Vuela después con la misma
fantasía a especificar las virtudes particulares de aquel rey, la
justicia, la clemencia, el valor, la prudencia, la política, y, confusa
entre tantas virtudes, su imaginación duda por cuál de ellas
será invocado de los hombres:
Mas, ¿de cuál de tus hechos
soberanos
te daremos entonces apellido?
¿Si lucirá la espada rigurosa?
¿O retorcido en torno la hermosa
cabeza tendrá el olivo sacro
sus hojas en tu altivo simulacro?
¿O si cuando la trompa horrible diere
señal en los ejércitos, y tienda
la roja cruz el viento en las banderas,
y de la muerte la visión horrenda
envuelta en humo y polvo discurriere
por medio las escuadras y armas fieras,
tu nombre ha de sonar en las primeras
voces que diere la española gente,
pidiendo por tu medio la victoria?
¿O si querrás la gloria
de ser en los concilios presidente,
donde se trata del gobierno humano,
del cual nos dejas singular ejemplo?
¿O si será más propio que el piloto
cuando luchare con el Euro y el Noto,
prometa ronco visitar tu templo,
y allí colgar las velas por su mano?
¿O que en tu protección el rubio grano
envuelva el labrador, y te suplique
que por tu ruego Dios lo multiplique?
Primero vivirás felices años...
Así, los poetas maestros,
concibiendo con arte los afectos propios de su asunto, se remontan en alas de
su fantasía a la más alta región, sin riesgo de caer
despeñados; porque, por más que se alejen de nuestra vista,
siempre van guiados del juicio, asistidos y regidos del arte y de la prudencia,
cuyos consejos y órdenes siguen y obedecen en lo más
rápido de sus vuelos.
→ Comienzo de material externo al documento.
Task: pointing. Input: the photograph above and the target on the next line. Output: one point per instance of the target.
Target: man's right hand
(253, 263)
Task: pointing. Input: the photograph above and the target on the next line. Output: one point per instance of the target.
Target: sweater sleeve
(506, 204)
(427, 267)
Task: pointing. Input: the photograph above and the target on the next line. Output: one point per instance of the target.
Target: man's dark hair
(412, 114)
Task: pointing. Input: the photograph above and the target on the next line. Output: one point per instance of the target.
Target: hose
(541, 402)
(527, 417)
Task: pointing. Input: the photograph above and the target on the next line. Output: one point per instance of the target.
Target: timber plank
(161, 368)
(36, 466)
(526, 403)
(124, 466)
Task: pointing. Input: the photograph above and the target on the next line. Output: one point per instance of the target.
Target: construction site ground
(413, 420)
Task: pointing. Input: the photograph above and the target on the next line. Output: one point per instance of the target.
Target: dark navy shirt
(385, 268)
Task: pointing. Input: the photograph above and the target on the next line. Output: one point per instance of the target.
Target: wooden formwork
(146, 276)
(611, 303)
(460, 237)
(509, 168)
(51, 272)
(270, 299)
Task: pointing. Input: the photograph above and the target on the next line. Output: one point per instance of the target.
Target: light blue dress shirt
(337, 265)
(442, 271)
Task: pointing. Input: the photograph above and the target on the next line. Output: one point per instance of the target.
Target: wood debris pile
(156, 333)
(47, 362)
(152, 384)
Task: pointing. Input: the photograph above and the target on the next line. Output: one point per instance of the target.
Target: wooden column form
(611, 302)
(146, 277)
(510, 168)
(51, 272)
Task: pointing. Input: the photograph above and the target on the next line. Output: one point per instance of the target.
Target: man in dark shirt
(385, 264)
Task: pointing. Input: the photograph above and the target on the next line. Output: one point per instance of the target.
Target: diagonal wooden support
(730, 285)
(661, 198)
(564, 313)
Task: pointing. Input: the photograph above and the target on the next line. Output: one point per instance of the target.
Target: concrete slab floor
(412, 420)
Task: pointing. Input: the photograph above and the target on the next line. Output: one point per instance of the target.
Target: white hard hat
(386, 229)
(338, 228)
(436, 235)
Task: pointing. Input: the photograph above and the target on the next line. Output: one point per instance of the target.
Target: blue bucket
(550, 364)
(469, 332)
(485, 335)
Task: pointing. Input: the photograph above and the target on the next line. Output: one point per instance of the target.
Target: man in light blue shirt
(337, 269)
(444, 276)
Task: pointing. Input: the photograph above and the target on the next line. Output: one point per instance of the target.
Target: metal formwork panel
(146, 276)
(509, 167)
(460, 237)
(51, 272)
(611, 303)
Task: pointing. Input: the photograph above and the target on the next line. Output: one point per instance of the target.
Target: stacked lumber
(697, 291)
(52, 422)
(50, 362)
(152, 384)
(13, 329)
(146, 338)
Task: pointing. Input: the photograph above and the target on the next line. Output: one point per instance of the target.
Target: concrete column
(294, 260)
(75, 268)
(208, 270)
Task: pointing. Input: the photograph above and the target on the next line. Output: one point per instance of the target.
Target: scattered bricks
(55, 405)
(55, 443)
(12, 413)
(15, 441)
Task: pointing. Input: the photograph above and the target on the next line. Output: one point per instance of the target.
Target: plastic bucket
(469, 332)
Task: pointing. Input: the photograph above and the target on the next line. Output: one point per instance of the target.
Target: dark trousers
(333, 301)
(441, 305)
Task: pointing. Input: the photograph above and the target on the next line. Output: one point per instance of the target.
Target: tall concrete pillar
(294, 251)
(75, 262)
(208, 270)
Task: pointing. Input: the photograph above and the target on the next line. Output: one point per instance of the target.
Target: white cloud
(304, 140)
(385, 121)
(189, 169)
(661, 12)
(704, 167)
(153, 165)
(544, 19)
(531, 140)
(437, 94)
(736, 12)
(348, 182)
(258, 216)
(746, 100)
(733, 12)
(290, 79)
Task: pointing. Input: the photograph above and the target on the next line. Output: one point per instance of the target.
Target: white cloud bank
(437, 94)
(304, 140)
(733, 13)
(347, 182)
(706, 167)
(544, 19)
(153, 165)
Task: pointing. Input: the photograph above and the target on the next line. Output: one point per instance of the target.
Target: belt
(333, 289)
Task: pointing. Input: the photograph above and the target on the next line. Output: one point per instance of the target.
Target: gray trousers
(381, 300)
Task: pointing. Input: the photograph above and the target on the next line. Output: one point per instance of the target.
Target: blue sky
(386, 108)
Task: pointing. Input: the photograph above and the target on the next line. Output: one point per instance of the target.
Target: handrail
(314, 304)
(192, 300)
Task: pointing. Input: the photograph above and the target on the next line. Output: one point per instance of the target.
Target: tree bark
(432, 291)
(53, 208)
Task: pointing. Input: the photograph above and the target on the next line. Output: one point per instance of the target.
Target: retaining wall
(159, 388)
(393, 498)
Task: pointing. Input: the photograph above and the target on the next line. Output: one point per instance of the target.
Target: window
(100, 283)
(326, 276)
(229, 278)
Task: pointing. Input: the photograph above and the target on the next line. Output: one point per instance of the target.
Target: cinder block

Al contrario, los malos poetas,
entregándose totalmente al arbitrio de su desordenada imaginación
y corriendo descaminados a rienda suelta sin arte y sin guía,
fácilmente caen en aquellos precipicios que es ya tiempo de advertir en
un capítulo aparte.
Capítulo XV
De la proporción, relación y semejanza
con que el juicio arregla las imágenes de la fantasía
Cuanto agracian a la poesía las
imágenes fantásticas bien hechas y formadas con juicio y arte,
otro tanto la afean y deslucen usadas sin regla ni moderación. No puede
haber jamás belleza donde no hay proporción, orden y unidad. El
desorden, la impropiedad, la desproporción y desunión son cosas
directamente opuestas a la esencia de la belleza. Si un pintor, decía
Horacio, hiciese un cuadro en el cual a una cabeza de mujer juntase un cuello
de caballo y, finalmente, rematase la pintura en una cola de pescado,
¿quién podría contener la risa? Pues no es menos
ridícula y disforme una poesía donde la fantasía finge
imágenes desconcertadas, sin conexión y sin juicio, y, como se
dice, sin pies ni cabeza, a modo de sueños de enfermo. La
fantasía, pues, bien como caballo ardiente, requiere mucho tiento para
que no se desboque, y que el juicio cuerdo y remirado le ande siempre a la mano
y la modere en sus fogosidades, para que no se desmande ni desordene, y para
que sus imágenes tengan la debida proporción.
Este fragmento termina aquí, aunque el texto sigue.